The point is that good software engineers are good at doing the "hard part". So good that they have a backlog of "trivial" typing tasks. In a well functioning organization they would hand off the backlog of trivial parts to less experienced engineers, who might be herded by a manager. Now we don't need the less experienced engineers or the manager to herd them.
I think most developers bypass the typing of the trivial part by just using a library or a framework. And sometimes typing trivial things can be relaxing, especially after an intense bout with a complex thing.
Being forced to type in trivial boilerplate means you're very motivated to abstract it. Not saying this'll offset anything but I can see AI making codebases much more verbose
It can be, but if you're familiar with what you're working with and have experience with other systems that have transferrable knowledge, again, it can be an advantage.
I was surprised with claude code I was able to get a few complex things done that I had anticipated to be a few weeks to uncover, stitch together and get moving.

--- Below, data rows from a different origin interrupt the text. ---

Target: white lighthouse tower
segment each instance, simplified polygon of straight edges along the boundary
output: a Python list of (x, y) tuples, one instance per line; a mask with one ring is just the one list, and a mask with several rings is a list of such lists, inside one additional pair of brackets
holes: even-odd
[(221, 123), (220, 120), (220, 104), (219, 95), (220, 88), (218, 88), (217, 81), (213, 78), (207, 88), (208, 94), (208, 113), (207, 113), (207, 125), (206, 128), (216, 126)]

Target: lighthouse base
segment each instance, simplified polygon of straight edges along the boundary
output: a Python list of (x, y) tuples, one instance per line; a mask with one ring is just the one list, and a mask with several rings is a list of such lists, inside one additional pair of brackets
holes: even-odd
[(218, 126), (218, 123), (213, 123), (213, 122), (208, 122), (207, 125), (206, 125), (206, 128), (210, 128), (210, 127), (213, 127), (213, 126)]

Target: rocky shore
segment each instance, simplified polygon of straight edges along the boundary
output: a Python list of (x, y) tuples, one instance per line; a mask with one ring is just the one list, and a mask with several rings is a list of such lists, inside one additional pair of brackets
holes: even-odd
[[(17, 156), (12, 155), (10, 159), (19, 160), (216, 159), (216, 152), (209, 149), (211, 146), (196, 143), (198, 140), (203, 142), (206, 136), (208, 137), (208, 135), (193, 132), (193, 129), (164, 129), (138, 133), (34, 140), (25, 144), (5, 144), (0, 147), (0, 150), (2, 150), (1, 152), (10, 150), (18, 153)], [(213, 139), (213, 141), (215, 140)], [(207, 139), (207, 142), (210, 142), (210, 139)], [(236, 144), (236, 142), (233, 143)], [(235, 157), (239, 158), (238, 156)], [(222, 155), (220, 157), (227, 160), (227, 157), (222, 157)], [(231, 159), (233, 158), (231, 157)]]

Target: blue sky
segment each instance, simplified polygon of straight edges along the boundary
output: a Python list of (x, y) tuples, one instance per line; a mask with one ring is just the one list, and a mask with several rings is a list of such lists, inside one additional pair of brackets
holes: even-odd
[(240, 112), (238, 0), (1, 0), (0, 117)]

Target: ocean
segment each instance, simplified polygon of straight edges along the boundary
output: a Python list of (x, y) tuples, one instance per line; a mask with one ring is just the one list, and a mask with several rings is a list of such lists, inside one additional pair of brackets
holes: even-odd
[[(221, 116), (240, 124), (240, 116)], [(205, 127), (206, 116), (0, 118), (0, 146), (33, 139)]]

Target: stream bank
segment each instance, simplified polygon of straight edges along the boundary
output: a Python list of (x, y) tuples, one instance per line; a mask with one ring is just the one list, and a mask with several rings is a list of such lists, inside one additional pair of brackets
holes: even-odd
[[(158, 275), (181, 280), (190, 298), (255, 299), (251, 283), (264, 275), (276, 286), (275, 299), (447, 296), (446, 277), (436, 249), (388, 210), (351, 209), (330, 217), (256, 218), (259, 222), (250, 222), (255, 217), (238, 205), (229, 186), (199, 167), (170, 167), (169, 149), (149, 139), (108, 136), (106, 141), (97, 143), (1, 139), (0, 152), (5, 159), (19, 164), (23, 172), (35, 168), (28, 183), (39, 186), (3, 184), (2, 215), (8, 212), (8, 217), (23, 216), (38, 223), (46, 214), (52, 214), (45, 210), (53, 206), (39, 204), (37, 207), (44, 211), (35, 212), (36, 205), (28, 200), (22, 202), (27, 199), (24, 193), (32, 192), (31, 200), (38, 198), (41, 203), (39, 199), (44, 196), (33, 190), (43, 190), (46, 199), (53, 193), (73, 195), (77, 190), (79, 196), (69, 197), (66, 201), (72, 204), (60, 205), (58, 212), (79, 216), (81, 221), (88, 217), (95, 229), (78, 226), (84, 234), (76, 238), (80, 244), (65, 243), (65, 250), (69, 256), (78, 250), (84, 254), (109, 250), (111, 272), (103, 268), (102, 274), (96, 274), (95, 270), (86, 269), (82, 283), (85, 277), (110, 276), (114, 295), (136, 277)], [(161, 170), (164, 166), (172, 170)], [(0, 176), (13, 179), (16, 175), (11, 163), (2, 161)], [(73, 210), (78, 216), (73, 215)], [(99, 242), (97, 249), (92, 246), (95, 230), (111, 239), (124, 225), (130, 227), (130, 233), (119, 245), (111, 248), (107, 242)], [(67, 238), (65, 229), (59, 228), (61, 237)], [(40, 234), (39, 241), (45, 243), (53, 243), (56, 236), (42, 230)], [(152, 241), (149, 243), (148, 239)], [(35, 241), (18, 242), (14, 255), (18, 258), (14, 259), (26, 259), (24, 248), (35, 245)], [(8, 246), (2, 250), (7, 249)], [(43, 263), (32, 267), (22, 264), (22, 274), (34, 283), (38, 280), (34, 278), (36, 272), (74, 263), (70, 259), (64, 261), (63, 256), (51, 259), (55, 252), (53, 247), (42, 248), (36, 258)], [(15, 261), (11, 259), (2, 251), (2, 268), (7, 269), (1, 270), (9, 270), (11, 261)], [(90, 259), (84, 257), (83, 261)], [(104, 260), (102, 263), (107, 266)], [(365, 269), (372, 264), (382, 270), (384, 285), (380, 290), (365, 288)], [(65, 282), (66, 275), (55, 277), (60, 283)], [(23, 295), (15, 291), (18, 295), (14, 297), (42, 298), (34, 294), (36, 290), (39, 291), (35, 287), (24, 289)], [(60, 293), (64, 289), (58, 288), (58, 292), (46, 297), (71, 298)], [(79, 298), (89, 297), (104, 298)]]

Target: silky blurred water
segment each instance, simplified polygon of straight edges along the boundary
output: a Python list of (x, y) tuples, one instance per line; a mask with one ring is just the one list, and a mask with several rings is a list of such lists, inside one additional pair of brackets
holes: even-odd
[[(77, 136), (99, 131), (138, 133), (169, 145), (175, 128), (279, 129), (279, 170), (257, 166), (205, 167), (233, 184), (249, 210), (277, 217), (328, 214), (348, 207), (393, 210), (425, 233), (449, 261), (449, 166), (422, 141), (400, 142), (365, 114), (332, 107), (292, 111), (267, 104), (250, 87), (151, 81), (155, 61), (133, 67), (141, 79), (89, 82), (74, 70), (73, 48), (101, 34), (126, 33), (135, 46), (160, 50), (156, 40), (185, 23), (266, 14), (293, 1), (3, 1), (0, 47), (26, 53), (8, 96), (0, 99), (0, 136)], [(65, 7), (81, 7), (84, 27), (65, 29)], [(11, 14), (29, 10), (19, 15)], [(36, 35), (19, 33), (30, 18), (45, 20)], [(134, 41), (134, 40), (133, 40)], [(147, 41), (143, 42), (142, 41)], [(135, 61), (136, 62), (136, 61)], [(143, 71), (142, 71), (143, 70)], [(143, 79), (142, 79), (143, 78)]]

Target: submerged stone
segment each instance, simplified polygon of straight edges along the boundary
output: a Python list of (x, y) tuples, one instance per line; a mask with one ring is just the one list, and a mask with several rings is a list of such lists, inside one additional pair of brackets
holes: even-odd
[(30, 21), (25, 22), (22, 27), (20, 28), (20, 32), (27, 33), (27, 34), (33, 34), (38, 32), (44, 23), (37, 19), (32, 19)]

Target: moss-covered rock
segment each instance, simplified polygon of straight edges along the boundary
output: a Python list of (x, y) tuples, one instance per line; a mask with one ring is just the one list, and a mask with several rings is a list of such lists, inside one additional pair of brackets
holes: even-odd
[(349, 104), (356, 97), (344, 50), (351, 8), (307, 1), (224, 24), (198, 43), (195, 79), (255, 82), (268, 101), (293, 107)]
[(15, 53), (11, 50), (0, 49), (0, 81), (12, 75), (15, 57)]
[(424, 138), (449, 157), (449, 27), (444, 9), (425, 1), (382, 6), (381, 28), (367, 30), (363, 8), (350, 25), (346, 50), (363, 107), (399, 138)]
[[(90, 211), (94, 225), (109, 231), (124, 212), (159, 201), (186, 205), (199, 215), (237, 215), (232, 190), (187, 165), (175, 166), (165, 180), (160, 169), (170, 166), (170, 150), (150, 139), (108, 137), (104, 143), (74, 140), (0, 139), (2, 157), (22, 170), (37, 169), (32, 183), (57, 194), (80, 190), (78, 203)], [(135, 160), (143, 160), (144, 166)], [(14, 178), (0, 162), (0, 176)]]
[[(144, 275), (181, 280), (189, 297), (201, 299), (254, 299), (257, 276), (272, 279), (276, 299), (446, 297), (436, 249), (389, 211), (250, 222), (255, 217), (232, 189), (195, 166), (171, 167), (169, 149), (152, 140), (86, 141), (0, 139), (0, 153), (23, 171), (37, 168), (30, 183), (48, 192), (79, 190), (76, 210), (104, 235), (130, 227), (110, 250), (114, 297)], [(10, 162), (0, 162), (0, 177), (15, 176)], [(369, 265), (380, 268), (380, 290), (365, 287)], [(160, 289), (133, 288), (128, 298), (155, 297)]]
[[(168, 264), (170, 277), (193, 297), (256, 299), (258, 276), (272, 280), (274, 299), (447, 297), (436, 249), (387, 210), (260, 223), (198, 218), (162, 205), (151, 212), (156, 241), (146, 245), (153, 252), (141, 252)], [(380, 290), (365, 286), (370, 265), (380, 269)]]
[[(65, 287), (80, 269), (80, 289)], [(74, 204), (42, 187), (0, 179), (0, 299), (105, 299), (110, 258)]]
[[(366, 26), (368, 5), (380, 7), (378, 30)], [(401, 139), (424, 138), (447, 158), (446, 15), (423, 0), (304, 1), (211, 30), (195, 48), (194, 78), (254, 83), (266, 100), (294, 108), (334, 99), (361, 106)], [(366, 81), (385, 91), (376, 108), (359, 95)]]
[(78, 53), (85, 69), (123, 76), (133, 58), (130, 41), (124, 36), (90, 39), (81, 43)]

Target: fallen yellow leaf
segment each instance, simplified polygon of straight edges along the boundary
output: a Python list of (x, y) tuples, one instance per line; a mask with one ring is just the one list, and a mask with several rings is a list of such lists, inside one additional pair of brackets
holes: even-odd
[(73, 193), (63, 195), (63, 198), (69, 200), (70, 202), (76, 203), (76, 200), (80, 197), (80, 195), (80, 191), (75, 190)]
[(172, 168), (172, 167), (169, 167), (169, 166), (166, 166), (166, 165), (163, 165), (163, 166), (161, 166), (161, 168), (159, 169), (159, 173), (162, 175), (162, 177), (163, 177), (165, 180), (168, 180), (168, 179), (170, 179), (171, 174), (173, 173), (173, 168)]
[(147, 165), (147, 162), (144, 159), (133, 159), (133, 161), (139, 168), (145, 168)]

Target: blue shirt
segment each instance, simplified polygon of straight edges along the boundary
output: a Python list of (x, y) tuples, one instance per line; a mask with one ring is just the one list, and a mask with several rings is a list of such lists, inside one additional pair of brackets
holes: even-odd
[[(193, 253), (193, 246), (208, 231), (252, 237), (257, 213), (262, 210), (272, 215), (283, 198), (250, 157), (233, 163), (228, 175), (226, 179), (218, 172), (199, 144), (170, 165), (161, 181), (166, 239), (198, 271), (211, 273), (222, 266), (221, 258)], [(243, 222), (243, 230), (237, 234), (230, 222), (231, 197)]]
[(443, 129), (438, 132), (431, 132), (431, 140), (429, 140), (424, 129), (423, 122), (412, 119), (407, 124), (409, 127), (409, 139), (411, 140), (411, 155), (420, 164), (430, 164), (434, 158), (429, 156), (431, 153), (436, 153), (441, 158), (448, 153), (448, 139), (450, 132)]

Instead I pushed Claude to consistently present the correct udnerstanding of the problem, strucutre, approach to solving things, and only after that was OK, was it allowed to propose changes.
True to it's shiny things corpus, it will over complicate things because it hasn't learned that less is more. Maybe that reflects the corpus of the average code.
Looking at how folks are setting up their claude.md and agents can go a long way if you haven't had a chance yet.